Even if countries are in economic or trade unions, the level of coherence of their foreign policies affects the "height" of their mutual trade barriers. This may be due to the presence of state restrictions (explicit or implicit) on trade with geopolitical adversaries in "sensitive" sectors, as well as lower levels of trust or higher uncertainty - additional barriers to firms trading across geopolitical divides.
A model of fragmentation
The authors calculated how trade barriers might change depending on several scenarios of geo-economic fragmentation.
The first is geopolitical polarisation, in which the current level of mutual geopolitical alignment between countries increases within the eastern and western geopolitical blocs and decreases between them. "Neutral" countries in this scenario do not change their foreign policy positions, but their relative alignment with other countries changes due to the increasing divergence between the two major blocs. Thus, the first scenario corresponds to an intensification of the already existing split along the East-West axis. The impact of geopolitics on trade does not change in this scenario and is consistent with the original calculations made on 2017-2019 data.
In contrast, the sensitivity of trade to geopolitical factors doubles in the second scenario. This variant is intended to capture how differences in foreign policy exchange rates trigger mechanisms (e.g. government restrictions or risk reassessment by firms) that transform geopolitical differences into higher trade barriers.
Finally, the third scenario combines the assumptions of the first two - and is seen by the authors as the baseline scenario, reflecting both the greater geopolitical divide and its growing impact on trade.
In the first scenario, the world's median economy faces a 0.2 per cent contraction in real income. About a quarter of the economies even show real income gains - this is because trade barriers are reduced for some country pairs (within blocs). The main beneficiaries of this development are Latin America and the Caribbean, which benefit from lower barriers with the US.
The second scenario leads to more significant losses for the median economy, as it implies a more significant increase in trade barriers: the real income of the median country falls already by about 1 per cent. The losses are somewhat smaller in developing Asia (about 0.7 per cent) and higher in the Middle East and Central Asia (1.5 per cent).

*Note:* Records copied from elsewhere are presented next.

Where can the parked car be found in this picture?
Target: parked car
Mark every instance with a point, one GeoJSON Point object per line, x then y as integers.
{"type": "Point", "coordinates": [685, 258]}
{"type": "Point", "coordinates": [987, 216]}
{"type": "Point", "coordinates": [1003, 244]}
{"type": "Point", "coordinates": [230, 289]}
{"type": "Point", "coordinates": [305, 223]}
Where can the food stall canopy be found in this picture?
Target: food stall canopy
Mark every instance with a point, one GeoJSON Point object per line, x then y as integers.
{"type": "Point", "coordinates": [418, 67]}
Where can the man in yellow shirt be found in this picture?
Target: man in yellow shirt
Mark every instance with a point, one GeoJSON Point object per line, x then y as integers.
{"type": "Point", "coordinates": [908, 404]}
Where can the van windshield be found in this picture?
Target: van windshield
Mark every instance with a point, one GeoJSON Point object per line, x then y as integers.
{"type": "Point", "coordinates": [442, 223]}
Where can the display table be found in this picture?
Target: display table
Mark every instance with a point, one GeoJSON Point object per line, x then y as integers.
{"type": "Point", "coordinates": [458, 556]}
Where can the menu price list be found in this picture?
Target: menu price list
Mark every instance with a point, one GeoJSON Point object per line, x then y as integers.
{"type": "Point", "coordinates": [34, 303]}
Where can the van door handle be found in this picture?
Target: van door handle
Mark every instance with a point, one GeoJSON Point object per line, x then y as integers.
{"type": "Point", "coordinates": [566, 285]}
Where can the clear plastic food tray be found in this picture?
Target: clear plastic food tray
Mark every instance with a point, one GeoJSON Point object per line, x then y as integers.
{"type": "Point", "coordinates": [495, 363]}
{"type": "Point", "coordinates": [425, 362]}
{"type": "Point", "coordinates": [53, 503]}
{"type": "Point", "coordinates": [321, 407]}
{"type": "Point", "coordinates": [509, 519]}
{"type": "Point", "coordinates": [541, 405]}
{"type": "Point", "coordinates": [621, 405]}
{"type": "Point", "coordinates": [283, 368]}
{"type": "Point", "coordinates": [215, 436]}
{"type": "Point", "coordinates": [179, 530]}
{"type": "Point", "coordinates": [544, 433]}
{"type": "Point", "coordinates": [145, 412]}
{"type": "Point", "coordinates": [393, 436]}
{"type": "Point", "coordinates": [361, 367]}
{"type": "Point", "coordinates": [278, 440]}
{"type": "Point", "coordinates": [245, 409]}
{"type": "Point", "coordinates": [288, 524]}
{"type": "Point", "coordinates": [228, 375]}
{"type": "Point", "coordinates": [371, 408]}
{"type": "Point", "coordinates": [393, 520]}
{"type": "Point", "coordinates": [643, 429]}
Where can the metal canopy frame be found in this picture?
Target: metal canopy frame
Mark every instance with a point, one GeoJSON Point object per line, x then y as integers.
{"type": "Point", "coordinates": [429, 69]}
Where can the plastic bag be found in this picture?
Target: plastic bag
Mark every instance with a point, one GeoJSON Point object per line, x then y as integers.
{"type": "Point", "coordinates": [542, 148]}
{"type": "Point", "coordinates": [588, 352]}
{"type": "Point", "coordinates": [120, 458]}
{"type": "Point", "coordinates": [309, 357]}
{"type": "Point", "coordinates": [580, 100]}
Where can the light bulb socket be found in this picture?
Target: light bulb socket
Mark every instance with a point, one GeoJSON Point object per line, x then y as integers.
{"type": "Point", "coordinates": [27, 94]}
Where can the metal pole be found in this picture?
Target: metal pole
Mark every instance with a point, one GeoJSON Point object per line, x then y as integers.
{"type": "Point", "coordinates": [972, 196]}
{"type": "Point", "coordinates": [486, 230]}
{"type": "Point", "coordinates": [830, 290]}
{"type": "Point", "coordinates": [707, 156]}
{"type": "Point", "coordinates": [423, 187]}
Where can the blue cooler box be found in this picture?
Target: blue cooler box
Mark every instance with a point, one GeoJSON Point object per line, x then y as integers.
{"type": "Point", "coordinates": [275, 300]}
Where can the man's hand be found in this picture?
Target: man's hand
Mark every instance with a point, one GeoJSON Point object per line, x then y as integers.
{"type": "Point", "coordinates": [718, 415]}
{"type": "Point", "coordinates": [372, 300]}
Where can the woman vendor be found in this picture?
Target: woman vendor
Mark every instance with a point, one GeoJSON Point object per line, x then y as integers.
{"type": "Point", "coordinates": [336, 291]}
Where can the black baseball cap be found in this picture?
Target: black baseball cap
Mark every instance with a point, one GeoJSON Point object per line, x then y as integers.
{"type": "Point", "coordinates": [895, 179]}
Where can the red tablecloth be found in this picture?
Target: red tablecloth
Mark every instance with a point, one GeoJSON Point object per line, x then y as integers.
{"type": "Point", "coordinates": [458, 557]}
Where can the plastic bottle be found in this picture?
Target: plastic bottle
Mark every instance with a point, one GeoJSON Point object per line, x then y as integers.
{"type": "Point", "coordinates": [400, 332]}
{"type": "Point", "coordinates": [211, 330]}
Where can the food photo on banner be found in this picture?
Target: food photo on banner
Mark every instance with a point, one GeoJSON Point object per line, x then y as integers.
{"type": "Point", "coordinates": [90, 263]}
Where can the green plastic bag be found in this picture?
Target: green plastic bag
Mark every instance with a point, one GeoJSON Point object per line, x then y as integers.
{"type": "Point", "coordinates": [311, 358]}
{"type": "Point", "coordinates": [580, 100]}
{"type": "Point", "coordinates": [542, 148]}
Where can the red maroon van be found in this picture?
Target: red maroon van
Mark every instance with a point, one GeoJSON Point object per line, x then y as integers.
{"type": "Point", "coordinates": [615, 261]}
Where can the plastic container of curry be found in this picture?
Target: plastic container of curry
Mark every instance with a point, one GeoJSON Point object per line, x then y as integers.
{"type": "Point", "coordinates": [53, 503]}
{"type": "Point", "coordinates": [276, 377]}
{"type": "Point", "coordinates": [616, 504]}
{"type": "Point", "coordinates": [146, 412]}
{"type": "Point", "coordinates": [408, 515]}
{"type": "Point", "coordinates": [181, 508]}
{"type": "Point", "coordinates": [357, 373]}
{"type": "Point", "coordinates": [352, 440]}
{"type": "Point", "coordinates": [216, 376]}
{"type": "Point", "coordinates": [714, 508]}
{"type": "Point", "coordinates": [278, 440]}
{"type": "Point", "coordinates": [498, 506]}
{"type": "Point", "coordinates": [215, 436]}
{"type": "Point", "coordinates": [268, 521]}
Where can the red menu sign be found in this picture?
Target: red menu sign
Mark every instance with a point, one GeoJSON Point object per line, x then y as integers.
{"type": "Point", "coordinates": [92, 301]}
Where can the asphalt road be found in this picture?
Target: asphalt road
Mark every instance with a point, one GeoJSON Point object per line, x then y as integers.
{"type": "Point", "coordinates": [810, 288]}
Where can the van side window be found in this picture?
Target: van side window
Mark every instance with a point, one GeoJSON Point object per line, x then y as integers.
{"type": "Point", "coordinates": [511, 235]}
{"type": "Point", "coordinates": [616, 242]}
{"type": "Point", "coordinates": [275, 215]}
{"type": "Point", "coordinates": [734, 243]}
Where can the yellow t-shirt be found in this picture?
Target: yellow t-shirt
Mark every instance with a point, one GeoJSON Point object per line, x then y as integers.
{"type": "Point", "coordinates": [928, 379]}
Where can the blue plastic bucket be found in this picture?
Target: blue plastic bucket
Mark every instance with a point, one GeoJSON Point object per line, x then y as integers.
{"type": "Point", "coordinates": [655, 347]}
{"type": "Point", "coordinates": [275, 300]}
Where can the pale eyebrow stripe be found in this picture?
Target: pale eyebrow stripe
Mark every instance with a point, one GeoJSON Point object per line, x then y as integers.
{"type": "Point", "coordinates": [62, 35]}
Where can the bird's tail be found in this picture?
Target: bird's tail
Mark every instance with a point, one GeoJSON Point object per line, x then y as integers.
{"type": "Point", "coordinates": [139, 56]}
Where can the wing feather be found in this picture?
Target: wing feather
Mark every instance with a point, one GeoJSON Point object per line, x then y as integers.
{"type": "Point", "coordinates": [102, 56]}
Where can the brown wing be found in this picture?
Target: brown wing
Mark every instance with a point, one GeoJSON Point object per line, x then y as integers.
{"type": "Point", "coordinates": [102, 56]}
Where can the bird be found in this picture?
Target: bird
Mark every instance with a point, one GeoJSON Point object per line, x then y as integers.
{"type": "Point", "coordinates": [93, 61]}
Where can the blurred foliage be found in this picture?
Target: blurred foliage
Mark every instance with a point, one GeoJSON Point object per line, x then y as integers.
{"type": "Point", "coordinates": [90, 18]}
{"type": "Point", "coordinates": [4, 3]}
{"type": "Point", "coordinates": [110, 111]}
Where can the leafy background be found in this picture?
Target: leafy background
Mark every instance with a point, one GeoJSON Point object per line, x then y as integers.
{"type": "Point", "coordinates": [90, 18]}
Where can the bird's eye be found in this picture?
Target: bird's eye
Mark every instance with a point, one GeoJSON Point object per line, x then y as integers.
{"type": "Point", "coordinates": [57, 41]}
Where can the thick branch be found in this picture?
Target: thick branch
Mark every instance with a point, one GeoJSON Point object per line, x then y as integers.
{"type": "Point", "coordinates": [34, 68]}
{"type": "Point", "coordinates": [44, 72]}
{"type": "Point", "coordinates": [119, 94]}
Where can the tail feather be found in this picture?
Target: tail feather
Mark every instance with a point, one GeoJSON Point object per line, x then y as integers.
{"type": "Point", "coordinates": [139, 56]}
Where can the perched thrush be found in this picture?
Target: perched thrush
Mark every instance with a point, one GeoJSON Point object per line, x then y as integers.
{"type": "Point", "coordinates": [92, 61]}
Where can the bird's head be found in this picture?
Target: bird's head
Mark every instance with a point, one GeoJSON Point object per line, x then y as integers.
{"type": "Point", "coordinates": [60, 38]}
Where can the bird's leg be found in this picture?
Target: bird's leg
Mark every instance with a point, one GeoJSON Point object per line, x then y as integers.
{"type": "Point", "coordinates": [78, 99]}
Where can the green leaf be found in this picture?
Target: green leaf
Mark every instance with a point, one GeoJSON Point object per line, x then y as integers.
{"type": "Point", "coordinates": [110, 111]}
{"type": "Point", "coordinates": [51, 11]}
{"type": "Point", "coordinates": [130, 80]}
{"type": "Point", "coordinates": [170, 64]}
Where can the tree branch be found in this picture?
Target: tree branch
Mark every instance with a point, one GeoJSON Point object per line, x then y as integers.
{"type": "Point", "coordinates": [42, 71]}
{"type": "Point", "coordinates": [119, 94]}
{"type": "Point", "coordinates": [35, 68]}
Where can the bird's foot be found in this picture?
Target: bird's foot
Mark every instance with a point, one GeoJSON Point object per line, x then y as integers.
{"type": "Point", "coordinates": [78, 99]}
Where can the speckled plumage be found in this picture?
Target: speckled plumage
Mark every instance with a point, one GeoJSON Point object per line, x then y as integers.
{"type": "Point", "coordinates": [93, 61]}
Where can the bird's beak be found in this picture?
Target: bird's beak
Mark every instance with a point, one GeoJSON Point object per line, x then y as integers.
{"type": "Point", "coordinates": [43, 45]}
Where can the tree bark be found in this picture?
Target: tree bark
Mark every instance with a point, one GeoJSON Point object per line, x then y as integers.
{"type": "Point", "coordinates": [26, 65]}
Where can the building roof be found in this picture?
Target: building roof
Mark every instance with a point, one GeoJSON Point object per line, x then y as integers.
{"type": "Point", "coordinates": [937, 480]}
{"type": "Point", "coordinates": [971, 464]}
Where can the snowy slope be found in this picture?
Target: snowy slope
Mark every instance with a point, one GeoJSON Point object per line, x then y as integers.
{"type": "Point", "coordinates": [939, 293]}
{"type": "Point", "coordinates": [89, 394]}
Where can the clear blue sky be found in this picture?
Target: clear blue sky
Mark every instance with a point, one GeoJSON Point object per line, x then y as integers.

Finally, the third, baseline scenario leads to the highest losses for the median economy - 1.3 per cent of real income - as well as the most significant variation in outcomes across countries. Developed economies lose the least, at around 0.9 per cent. For developing countries, however, the effects are much more pronounced: the median country in developing Asia loses 80 per cent more, in sub-Saharan Africa 120 per cent more, and in the Middle East and Central Asia 150 per cent more than the median developed country. About a quarter of economies in the latter two groups of regions face real income declines of more than 3 per cent. In other words, the costs of geopolitical fragmentation fall disproportionately on the most vulnerable economies.
Headwinds
The impact of geopolitical fragmentation on a country is determined by three factors, the authors calculated:
- Market size: other things being equal, any increase in trade barriers leads to higher welfare losses for relatively small economies that tend to rely more on international trade;
- comparative advantage: economies that rely more on imports in sectors where trade barriers are highly sensitive to geopolitical alliances lose more from geo-economic fragmentation;
- pre-existing geopolitical alliances: countries with stronger geopolitical ties to the largest markets have less to lose from fragmentation than countries "equidistant" from the main centres of the world economy.
That is, smaller economies that are relatively loosely connected to major geopolitical blocs suffer the highest losses.
This situation, in turn, may lead to "neutral" countries trying to compensate for losses by concluding more agreements with each other or by joining one of the two competing blocs. The first option has the potential to slightly reduce the costs of geoeconomic fragmentation, but these changes are insufficient to alter the overall pattern of cost-sharing across countries and regions, economists calculated. The decision to join one of the "sides" is somewhat more effective, but it does not allow "neutral" countries to avoid significant welfare losses.
Developing countries and emerging markets may need to prepare for a decade when global trade trends turn from a tailwind for their economies into a headwind, the economists conclude.
The negative effects of fragmentation could be even more significant because, in addition to trade restrictions, fragmentation could limit migration, capital flows and international co-operation in general, IMF Managing Director Kristalina Georgieva noted. Developing countries in particular will feel it most strongly, as the spread of knowledge and technology that fuels their productivity and living standards will be hampered. And instead of catching up with developed economies, developing economies will fall further behind.